Breaking the Line

I sighed.  “No, I'm not.  I don't have anything to do with the drug gangs.  I suppose I should just tell you and you can decide if you want to leave me at the side of the road or not.”

So I told her.  And she said nothing for a few minutes – minutes bringing me closer to the airport, I was aware enough to note.

“Los Allegres probably have someone watching for you at the terminal.  Here's what we do: we follow a shuttle van or a charter bus.  You get out at the same time it unloads and you mingle with the tourists.  They can't kill you in a crowd – you are the witness they are trying to eliminate; they don't want to create twenty more.  I hope.”

I cringed at 'I hope' but my reply was sincere: “Gracias, Teresa, gracias.  I am deeply, deeply in your debt.”

“I suppose it does more than repay fixing a flat tire,” she said, slowing and pulling to a stop along the shoulder.  “Now, if you don't mind taking off the license plates, I'm going to – how you say – disguise myself while we wait for a bus to come by.”

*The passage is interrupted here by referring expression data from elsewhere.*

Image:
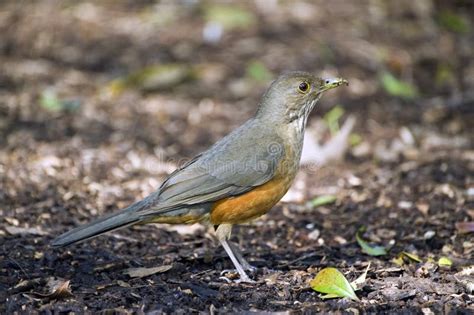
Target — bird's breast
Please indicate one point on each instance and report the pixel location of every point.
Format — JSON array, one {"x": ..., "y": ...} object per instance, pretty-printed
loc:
[{"x": 261, "y": 199}]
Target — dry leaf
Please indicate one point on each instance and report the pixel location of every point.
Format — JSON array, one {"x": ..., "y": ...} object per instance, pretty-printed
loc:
[
  {"x": 145, "y": 272},
  {"x": 59, "y": 290}
]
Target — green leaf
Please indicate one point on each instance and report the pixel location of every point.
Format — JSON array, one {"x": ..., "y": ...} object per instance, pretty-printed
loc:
[
  {"x": 444, "y": 262},
  {"x": 372, "y": 250},
  {"x": 332, "y": 282},
  {"x": 258, "y": 71},
  {"x": 332, "y": 119},
  {"x": 323, "y": 200},
  {"x": 454, "y": 22},
  {"x": 395, "y": 87},
  {"x": 406, "y": 257},
  {"x": 152, "y": 78},
  {"x": 230, "y": 17},
  {"x": 355, "y": 139}
]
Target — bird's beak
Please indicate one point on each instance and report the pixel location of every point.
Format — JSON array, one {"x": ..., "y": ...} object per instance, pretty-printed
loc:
[{"x": 332, "y": 83}]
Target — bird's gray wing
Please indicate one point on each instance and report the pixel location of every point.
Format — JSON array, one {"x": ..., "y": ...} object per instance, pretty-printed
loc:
[{"x": 231, "y": 167}]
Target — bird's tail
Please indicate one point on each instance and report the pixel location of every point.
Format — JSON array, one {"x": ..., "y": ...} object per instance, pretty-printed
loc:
[{"x": 123, "y": 218}]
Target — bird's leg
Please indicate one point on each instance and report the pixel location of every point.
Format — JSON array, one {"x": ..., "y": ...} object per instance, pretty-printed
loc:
[
  {"x": 238, "y": 254},
  {"x": 223, "y": 234}
]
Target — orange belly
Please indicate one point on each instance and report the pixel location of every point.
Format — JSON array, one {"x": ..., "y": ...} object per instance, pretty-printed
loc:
[{"x": 234, "y": 210}]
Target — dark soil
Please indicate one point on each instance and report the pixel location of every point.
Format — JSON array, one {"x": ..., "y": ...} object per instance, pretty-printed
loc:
[{"x": 75, "y": 144}]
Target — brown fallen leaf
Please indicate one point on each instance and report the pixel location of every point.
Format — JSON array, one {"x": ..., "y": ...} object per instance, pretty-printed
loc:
[
  {"x": 59, "y": 289},
  {"x": 145, "y": 272},
  {"x": 465, "y": 227},
  {"x": 14, "y": 230}
]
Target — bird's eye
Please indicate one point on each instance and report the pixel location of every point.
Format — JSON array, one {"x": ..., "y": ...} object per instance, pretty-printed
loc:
[{"x": 303, "y": 87}]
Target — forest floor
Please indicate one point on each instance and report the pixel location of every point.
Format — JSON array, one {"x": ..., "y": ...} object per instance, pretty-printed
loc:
[{"x": 100, "y": 101}]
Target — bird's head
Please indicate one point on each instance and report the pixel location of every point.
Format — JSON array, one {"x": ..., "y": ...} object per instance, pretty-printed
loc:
[{"x": 293, "y": 95}]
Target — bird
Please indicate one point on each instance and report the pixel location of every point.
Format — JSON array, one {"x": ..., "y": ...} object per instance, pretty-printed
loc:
[{"x": 238, "y": 179}]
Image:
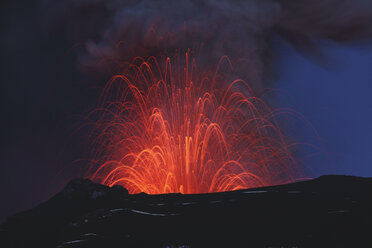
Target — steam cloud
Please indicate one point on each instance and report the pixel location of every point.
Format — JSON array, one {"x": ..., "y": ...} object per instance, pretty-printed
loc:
[{"x": 115, "y": 31}]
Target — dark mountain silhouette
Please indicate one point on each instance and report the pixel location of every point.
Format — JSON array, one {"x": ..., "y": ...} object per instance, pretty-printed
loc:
[{"x": 330, "y": 211}]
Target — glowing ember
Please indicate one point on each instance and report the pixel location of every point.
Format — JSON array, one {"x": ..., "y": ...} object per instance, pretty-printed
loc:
[{"x": 174, "y": 129}]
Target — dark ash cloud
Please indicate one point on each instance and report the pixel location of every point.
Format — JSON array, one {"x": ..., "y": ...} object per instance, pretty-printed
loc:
[{"x": 116, "y": 31}]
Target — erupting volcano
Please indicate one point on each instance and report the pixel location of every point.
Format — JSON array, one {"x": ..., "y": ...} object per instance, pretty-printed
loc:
[{"x": 168, "y": 127}]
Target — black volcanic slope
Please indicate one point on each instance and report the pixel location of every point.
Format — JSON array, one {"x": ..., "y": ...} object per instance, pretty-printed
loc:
[{"x": 330, "y": 211}]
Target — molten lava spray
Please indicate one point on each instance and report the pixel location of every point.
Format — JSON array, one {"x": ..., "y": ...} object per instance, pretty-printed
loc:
[{"x": 168, "y": 127}]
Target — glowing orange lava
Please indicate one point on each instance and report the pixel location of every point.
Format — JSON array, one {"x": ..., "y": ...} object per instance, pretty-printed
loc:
[{"x": 175, "y": 129}]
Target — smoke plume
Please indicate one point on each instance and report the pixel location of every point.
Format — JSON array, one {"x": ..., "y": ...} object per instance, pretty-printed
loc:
[{"x": 114, "y": 31}]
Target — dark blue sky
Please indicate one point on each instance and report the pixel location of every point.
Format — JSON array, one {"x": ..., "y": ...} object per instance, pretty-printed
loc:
[{"x": 335, "y": 97}]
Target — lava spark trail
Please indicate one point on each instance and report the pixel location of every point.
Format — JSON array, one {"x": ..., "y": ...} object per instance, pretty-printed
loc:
[{"x": 168, "y": 127}]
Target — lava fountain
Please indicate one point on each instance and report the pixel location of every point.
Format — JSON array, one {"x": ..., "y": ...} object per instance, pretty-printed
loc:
[{"x": 168, "y": 127}]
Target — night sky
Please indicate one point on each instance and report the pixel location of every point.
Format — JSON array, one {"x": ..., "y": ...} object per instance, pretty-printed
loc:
[{"x": 44, "y": 96}]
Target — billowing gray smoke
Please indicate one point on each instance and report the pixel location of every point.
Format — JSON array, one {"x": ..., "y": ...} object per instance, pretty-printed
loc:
[{"x": 114, "y": 31}]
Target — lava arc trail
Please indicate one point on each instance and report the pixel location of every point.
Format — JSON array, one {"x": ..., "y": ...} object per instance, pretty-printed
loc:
[{"x": 166, "y": 127}]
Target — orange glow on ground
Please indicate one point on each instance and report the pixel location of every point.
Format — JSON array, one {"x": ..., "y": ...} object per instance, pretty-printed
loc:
[{"x": 166, "y": 128}]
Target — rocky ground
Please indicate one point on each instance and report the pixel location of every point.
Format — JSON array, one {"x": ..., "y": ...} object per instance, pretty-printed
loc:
[{"x": 330, "y": 211}]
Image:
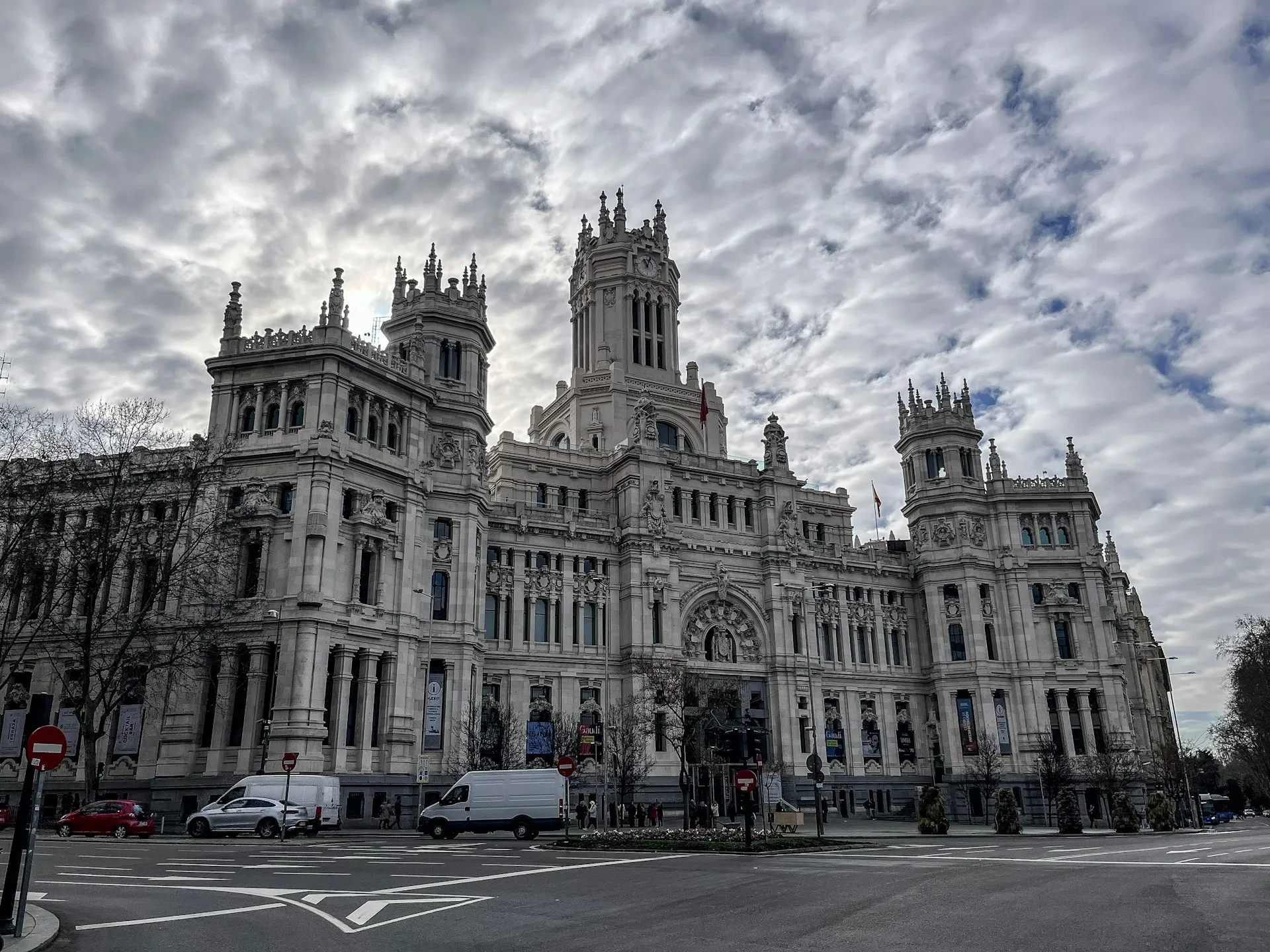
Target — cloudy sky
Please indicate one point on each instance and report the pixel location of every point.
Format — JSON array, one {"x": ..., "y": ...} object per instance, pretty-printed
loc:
[{"x": 1066, "y": 204}]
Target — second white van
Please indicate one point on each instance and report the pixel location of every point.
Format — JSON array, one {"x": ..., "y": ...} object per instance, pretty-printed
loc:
[{"x": 525, "y": 803}]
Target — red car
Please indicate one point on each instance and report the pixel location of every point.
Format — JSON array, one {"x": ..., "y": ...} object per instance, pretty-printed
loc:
[{"x": 114, "y": 818}]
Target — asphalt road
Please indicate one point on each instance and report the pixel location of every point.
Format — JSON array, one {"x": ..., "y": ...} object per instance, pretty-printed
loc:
[{"x": 1177, "y": 891}]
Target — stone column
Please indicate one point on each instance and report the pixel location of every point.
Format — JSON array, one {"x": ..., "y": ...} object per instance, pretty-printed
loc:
[
  {"x": 257, "y": 691},
  {"x": 366, "y": 681},
  {"x": 342, "y": 681},
  {"x": 224, "y": 711}
]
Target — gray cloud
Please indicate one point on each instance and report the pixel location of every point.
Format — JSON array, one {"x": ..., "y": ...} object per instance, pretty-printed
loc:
[{"x": 1067, "y": 205}]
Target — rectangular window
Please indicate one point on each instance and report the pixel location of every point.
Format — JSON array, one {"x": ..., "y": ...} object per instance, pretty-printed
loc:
[{"x": 492, "y": 617}]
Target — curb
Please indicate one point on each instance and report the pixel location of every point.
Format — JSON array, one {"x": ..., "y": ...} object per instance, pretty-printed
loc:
[{"x": 44, "y": 930}]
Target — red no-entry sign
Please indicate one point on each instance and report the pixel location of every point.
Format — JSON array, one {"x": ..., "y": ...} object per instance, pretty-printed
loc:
[{"x": 46, "y": 748}]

She did, in fact, look like a completely different person by the time a big air conditioned cruiser rumbled by full of sunburned tourists returning to the airport for flights home, their neatly packaged, time-managed vacations at an end.  I don't know how she did it; sunglasses, some alterations to her hair and makeup, and she was nearly unrecognizable.  Still looked good though.